Pulitzer Prize and National Book Award winner Annie Proulx returns with another stellar collection of short stories bound to be even more successful than her bestselling, critically acclaimed Close... This description may be from another edition of this product.

Customer Reviews

6 ratings

great collection of short stories

I loved these stories. They’re great if you like to read stories about normal people — who are sometimes desperate or tragic in very human ways — on ranches.

Subtle Yet Compelling

Though this is only the second book I've read by Annie Proulx, I can tell that her style and voice will keep me coming back for more and more of her work. Proulx blends the utterly fantastic with the totally mundane so seamlessly that she can pass virtually anything off in her writing and you'll accept it as commonplace. Her characters seem completely well rounded in this collection, even when the stories are brief, and she compels you to care about them, though many of them are not what I would describe as "likable." Just as she describes the state, her stories seem to be about nothing particularly special, yet you find yourself drawn into them and fascinated by their potential. Proulx does not disappoint. ~Scott William Foley, author of The Imagination's Provocation: Volume II: A Collection of Short Stories

Stunningly brilliant and entertaining!

I've read Annie Proulx's earlier collection of Wyoming Stories (Close Range -- see my review of it if you'd like) and found this collection equally masterfully written. Even as I get absorbed in each story, I can stand back and just admire the skill of using words to paint pictures of people and places. Amazing! These stories struck me as being more cheeky than the Close Range stories -- not quite as poignant, but more toward the funny side. But the tall-tale, mythical quality is still there, as is the spot-on description of the dusty, harsh, and utterly beautiful star of the book -- Wyoming -- and the dusty, harsh, and utterly beautiful people who dare to call it home. We meet all kinds: crusty ranchers, ex-urbanites, oil and gas workers, mountain men, wildlife agents. Their lives intertwine within and between stories until the whole collection becomes one larger-than-life whole. I got this book from the library, but liked it so much that it might be one that I'll actually add to my collection. I can't recommend it highly enough -- go get it today!

I loved this book!

These stories range from mildly funny to utterly bizarre, and as I savored each tidbit I could barely wait for more. Heck, this was worth reading just to get acquianted with folks with names as Runyonesque as can be. The whole assemblage ends up with the flavor of modern fairy tales; in the end, a lesson is learned, good wins over evil, the prince & princess live happily ever after. Sort of, in a crooked way. I liked the connectivity, the fact that because I'd read about a character in one story I already had the inside scoop on him or her as played out in a subsequent tale. And of course the "character" of Wyoming plays out across the whole book. This book is a good summer read.
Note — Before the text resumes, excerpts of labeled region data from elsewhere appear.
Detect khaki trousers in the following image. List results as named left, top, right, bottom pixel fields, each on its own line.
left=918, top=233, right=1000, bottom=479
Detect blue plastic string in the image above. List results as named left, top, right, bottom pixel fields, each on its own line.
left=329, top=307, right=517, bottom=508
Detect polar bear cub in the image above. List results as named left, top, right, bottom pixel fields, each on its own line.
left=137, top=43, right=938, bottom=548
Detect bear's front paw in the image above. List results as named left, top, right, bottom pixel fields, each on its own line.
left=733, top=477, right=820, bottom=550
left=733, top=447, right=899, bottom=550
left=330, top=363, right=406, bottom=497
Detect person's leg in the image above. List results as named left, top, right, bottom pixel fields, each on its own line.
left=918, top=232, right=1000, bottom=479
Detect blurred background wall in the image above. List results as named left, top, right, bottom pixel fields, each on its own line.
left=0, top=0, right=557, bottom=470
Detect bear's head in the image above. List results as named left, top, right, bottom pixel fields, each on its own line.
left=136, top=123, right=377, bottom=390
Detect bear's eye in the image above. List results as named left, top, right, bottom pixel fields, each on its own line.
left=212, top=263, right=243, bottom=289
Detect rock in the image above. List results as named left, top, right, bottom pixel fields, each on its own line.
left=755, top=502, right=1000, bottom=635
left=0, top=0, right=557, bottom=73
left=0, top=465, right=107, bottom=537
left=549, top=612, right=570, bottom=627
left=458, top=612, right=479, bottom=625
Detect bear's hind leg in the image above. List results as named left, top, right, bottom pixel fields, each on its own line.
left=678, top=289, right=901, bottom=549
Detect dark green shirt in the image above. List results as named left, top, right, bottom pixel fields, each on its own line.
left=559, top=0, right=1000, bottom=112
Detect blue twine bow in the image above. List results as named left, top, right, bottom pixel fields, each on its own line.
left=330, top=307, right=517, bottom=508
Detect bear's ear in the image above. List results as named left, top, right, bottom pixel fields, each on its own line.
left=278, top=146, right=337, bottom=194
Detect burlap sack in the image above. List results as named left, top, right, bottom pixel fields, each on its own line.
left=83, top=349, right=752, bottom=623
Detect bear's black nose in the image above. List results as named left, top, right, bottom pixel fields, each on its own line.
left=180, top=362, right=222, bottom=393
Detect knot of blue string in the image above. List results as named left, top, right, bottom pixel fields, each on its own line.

Dark humor and lives coming slowly unglued . . .

Annie Proulx tickles me. I loved "Shipping News" for its mix of quirky characters, dark humor, sentiment, sheer scariness, and the impact of an isolated and starkly beautiful landscape. Much of this shows up again in her short stories set in Wyoming, where isolation and economic contingencies tend to get a strangle hold on the people who live there. The tough survive OK, but only by fierce determination and good luck, of which there is scarcely enough to go around. The stories range from brief comic interludes, existing sometimes chiefly for the sake of a punch line ("The Old Badger Game" and "Summer of the Hot Tubs"), to humorous yarns about colorful local characters ("The Trickle Down Effect"), to longer accounts of people up against unwelcome circumstances with every potential of crushing them. The marriage of a retired New York couple in a massive log house on a ranchette starts to crumble under the pressure of a Wyoming winter ("Man Crawling Out of Trees"). A 4th-generation rancher is squeezed into a desperate corner by rising costs, falling prices, coalbed methane drilling, and a disintegrated family ("What Kind of Furniture Would Jesus Pick?"). A hundred years of Wyoming history are compressed into a story about the fortunes of a wealthy polo-playing family, the empty shell of which is invaded by descendants of the massacred at Wounded Knee ("The Indian Wars Refought"). And finally, in my favorite story of the bunch, a young man trying to pull his life back together finds himself in a nightmarish situation involving a violent neighbor ("The Wamsutter Wolf"). This one had me sitting up past my bedtime, wide-eyed in the night and heart pounding. The tone of the stories varies with the publication they were written for, and these range from The New Yorker to the literary quarterlies, to Playboy. Once you get over that, you can settle back and just let Proulx pull out whatever stops she cares to, to create one heck of a read - and one right after another. Readers who enjoy her broadly humorous Elk Tooth stories will enjoy Robert Welsch's comic collection, "It's Not the End of the Earth, But You Can See It From Here," set in fictional Centralia, Nebraska.

a fine follow-up to "close range"

I greatly enjoyed Proulx' Close Range collection of short stories, and Bad Dirt (subtitled "Wyoming Stories 2") is a very worthy encore. The Close Range stories gave a wonderful flavor to the rural areas of the state, the people, the land, the warm and the rough sides, both past and present. Some of the stories were humorous, others were harrowing, some were a whimsical mix. You'll find just the same mix (and a bit more) in Bad Dirt. You start off with a 12-page story about Game & Fish Warden Creel Zmundzinski (who turns up again in a couple of more stories) that begins in a nice straightforward fashion, and then takes off into a kind of humorous Proulx-Stephen King joint venture (or perhaps Proulx-King-Carl Hiaassen). Several stories center on the residents and the 3 bars in the tiny town of Elk City: I very much like reading another of Proulx' short stories when I feel that I already know the characters well (one of these is a kind of Proulx-Hiaassen mix involving rental alligators--it sounds bizarre, but the story works in a truly delightful way). The best of the stories is The Wamsutter Wolf, and runs about 35 pages. Buddy Millar lives in a $40/month rental housetrailer 5 miles out from the center of a small boomtown (almost all trailers). You don't get much for your $40 a month. His only neighbors live close by in an even grungier trailer--a bully who beat him up in high school, his wife and passel of grungy young kids, one of whom is a 4-year-old alcoholic (his father believes that learning to drink young avoids the problems that come with learning later). This is a horrifying and harrowing story-- stronger than anything I remember in Close Range. It's very tough, utterly realistic, and it left me wanting to see it expanded to about 300 pages as a novel. Annie Proulx and William Gay (I Hate To See The Evening Sun Go Down) are the two best short-story writers I've read in many years--and both write excellent novels as well.